30 DE JULIO

ABDÓN Y SENÉN 250,

abdonsenenn.jpg (16933 bytes)Poco sabemos de ellos, salvo lo que la antigua piedad romana nos ha transmitido: que eran persas, o por lo menos orientales - en su tumba de la Vía del Porto se les representó con gorro frigio -, que fueron llevados a la capital del Imperio como cautivos, y que allí, pertinaces en su fe, se les echó a las fieras, que no se atrevieron a tocarles, y tuvieron que ser degollados.
Según unos, príncipes o sátrapas, grandes señores, según otra hipótesis, modestísimos obreros portuarios, lo cual explicaría que se les enterrase junto a los almacenes del embarcadero, no hay acuerdo entre los hagiógrafos, pero seguro que a Dios le daba exactamente igual. En cualquier caso, tuvieron mucha veneración en la antigüedad, y sus reliquias se conservan hoy en San Marcos, dentro del Palazzo Venezia de Roma.
Al evocar sus borrosas siluetas, sus nombres exóticos, nos llama la atención el hecho de la lejanía de su origen; Palestina estaba lejos, pero Persia mucho más aún, ¿cómo se hicieron cristianos? ¿Descendían tal vez de algún converso de los que san Simón y san Judas hicieron antes de morir en tan remoto país?
Abdón y Senén llegan a Roma para el propio sacrificio aportando sangre persa. Los traen cautivos, recorriendo enormes distancias, sólo para morir en el capital del mundo; quizás en el Coliseo, o ante la estatua colosal de Nerón que había junto a él, son conjeturas históricas, nada se sabe de cierto, sólo el testimonio de un largo viaje hasta el martirio. Ellos mismos son una resplandeciente conjetura que acaba en la certeza de la muerte por la fe.
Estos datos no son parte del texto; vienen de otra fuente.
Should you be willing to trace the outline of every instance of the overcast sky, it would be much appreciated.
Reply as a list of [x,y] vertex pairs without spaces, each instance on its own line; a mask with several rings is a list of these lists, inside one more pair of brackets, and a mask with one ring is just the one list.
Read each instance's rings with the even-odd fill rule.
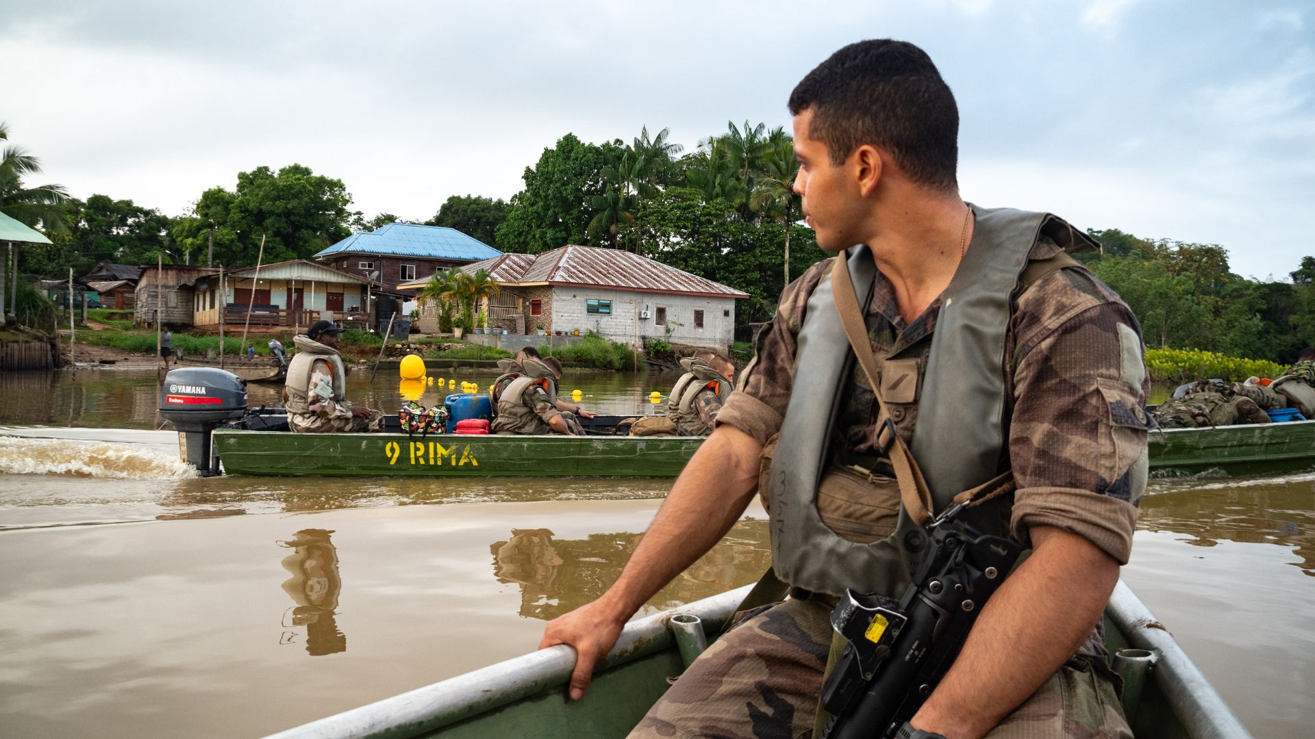
[[422,220],[510,197],[567,131],[789,128],[810,68],[893,37],[955,91],[965,199],[1219,243],[1257,277],[1315,254],[1308,1],[4,0],[0,28],[30,184],[168,214],[297,162],[367,217]]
SAN PEDRO CRISÓLOGO 380-450

pedrocrisologo2.jpg (4839 bytes)San Pedro Crisólogo («Palabra de oro»), nació probablemente en Imola hacia el 380. Cuando fue elegido como obispo de Rávena (entre 424 y 431), la antigua ciudad se hallaba en el apogeo de su grandeza imperial, bajo el gobierno de Gala Placidia. El obispo Pedro   dio pruebas de ser un político de valer, permaneciendo totalmente fiel a las tareas de su oficio pastoral. Predicó mucho. Han llegado hasta nosotros cerca de 180 de sus sermones. Se trata de breves exhortaciones (Pedro predicaba menos de un cuarto de hora), de homilías acerca de la Escritura o del año litúrgico, preparadas para instruir con sencillez e impulsar al pueblo cristiano a vivir conforme al Evangelio. No se advierten ellas ni la inspiración literaria de Agustín, ni la teología de León Magno - los dos contemporáneos de Pedro -, pero el pueblo de Rávena, altos dignatarios de la corte o marinos del puerto de Classe, veían en ellas unas palabras henchidas del calor adecuado a la vez que una enseñanza que nunca se apartaba de su vida.
El obispo se imponía a sí mismo voluntariamente el predicar de una manera tan sencilla: «Nuestras palabras, dice, han sido sepultadas con Cristo», «Hay que hablar al pueblo con el lenguaje del pueblo». Según la Crónica pontifical de Rávena, el obispo Pedro I murió un 31 de julio (antes del 451)

Otros Santos: Leopoldo Mandic de Castelnovo, presbítero; Justino de Jacobo, obispo; Beatos Manuel Jiménez salado y compañeros, mártires; Beatos Braulio María Corres y 69 compañeros mártires; Beatos Pedro Bernalte, Diego García y compañeros mártires; Beatos Cosme Brun y compañeros mártires; Beato Cristí Roca y compañeros mártires; Beato Eusebio Forcades y compañeros mártires; Beato Tobías Borrás y compañeros mártires; Beato Protasio Cubells y compañeros mártires; Beato Francisco Javier Ponsa y compañeros mártires; Beatos Proceso Ruiz Cascales y Canuto Gómez Franco, mártires; Beato Martiniano Meléndez y compañeros mártires; Beatos Juan Jesús Adradas, Pedro María Alcalde y Gonzalo Gonzalo, mártires; Beato Faustino Villanueva, mártir; Beato Benito José Labre, religioso; Rufino, Máxima, Donatila, Segunda, vírgenes, Julita, mártires; Urso, obispo.